Scalable, high-performance ML toolboxes designed to deliver a compact and broad sense of hearing
Our technology allows us to lead the sound recognition field both from a performance and compactness point of view.
Compared to Apple’s iOS accessibility feature, our technology delivers 56x better classification performance.
And when compared with MobileNet (a popular network architecture used for compact mobile and embedded ML applications) our network architecture requires 144x fewer FLOPS (floating point operations per second).
Data: The bedrock of good audio ML
To teach our technology to accurately model sounds, we have to expose it to high quality, real-world data. Quantity matters, but high-performance is also about relevance and diversity. Read more in our whitepaper.
We record sounds either in our dedicated anechoic Sound Labs, through our network of volunteers, or via our dedicated data collection teams. It means that we know everything about the data we use to train our models.
Our approaches to data collection and management are also in-line with global legal and ethical best practice, which means that our customers can confidently deploy our technology into the global market. Read more in our whitepaper.
Alexandria™ contains 30,000,000 labelled recordings across 1,000 sound classes, and 400,000,000 meta data points.
Alexandria™ – The world’s largest, commercially exploitable audio dataset
Alexandria™ provides us with a rich platform from which to build and manage the data necessary for giving machines a compact sense of hearing.
By leveraging the vast amount of data in Alexandria™ and by using our Acoustically Smart Temporal Augmentation techniques, we can construct acoustically accurate polyphonic soundscapes that represent a wide range of real-world scenarios which would be practically impossible to collect.

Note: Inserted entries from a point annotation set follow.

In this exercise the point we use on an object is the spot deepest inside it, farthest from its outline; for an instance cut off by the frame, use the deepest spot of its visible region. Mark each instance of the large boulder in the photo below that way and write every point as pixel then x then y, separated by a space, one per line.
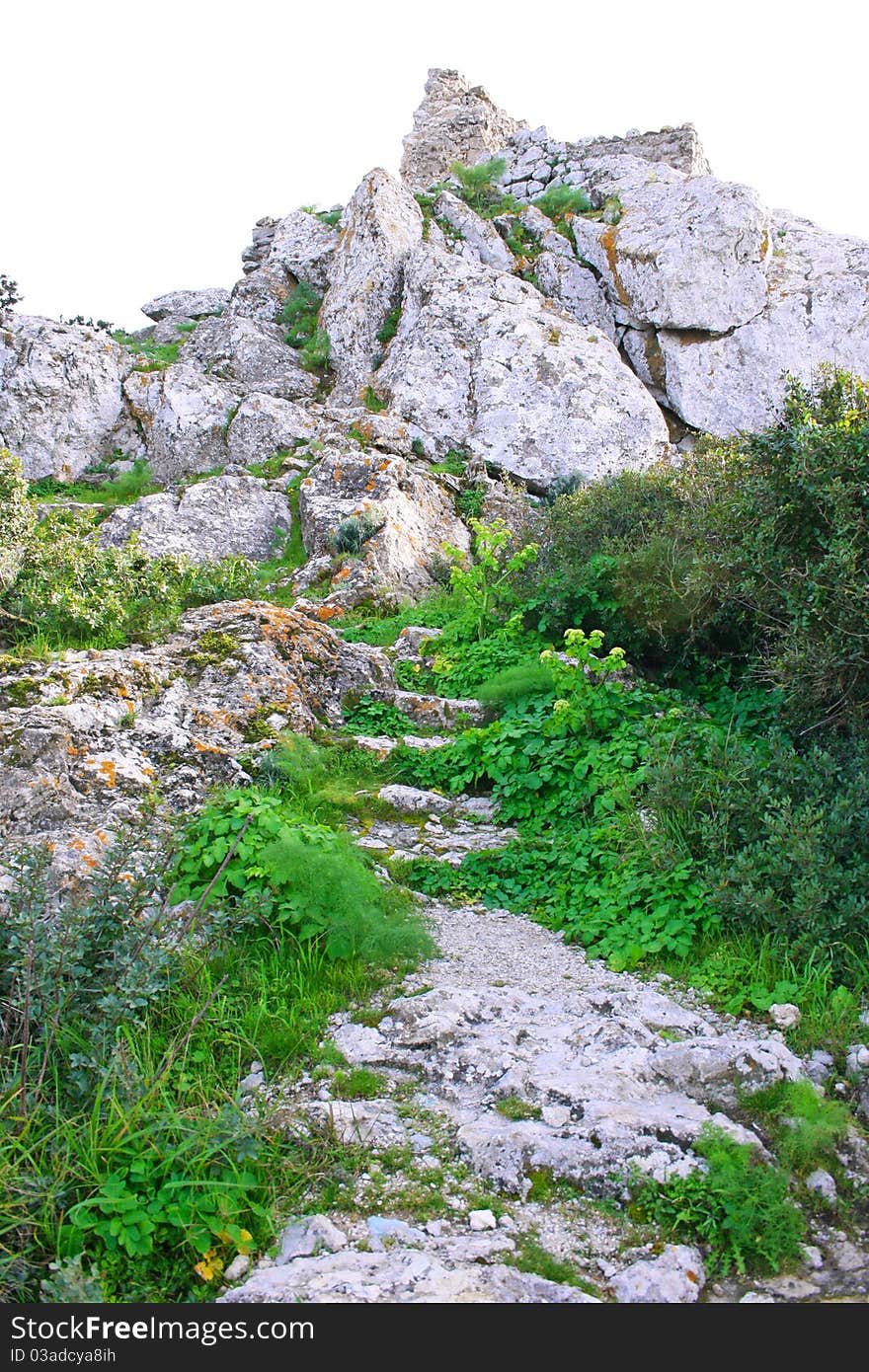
pixel 213 519
pixel 412 513
pixel 299 247
pixel 467 233
pixel 454 122
pixel 87 739
pixel 817 310
pixel 380 228
pixel 685 256
pixel 266 424
pixel 303 247
pixel 482 362
pixel 247 354
pixel 184 416
pixel 187 305
pixel 60 397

AuditoryNET™ – Sophisticated and optimized DNNs built for hearing
AuditoryNET™ is a range of compact, topologically-optimized DNNs, associated training frameworks and toolboxes designed specifically for the formal ML tasks within sound recognition (sound event detection, scene recognition and tagging).
Giving machines a broad sense of hearing beyond speech and music presents a number of specific challenges. This has led to many breakthroughs including:
- Our patented sound recognition loss function tools and our range of sound recognition specific model compression tools.
- A robust metric for evaluation sound recognition systems. Our published work on the Polyphonic Sound Detection Score (PSDS) has led to it fast becoming the industry’s standard approach to evaluating sound recognition.
Comparing network size and computational load
To illustrate the compactness of our technology we’ve compared one of our models from AuditoryNET™ (recognizing six sound classes) with two network architectures used in the research arena: MobileNet (recognizing six sound classes) and ResNet (recognizing 10 sound classes). Both are familiar to a broad range of people working in machine learning and both selected network architectures are also often used by groups entering the annual academic DCASE Challenge for sound recognition tasks.
ai3™ and ai3-nano™ – Proven, ultra-compact and flexible software platforms
Our customers license ai3™ and ai3-nano™ which give a wide range of consumer products a sense of hearing and require as little as 40kB of RAM and ~1mA of power.
Its flexible, scalable architecture means that it can:
- Be adapted to customer hardware
- Support technologies such as our patented post-biasing, which can adapt to contextual information based on other sensor data
- Take advantage of SoC acceleration.
Polyphonic Sound Detection Score
First published and presented at ICASSP 2020, the Polyphonic Sound Detection Score (PSDS) is an industry-standard evaluation framework and metric for polyphonic sound recognition systems designed by Audio Analytic and based on our extensive expertise in real-world sound recognition.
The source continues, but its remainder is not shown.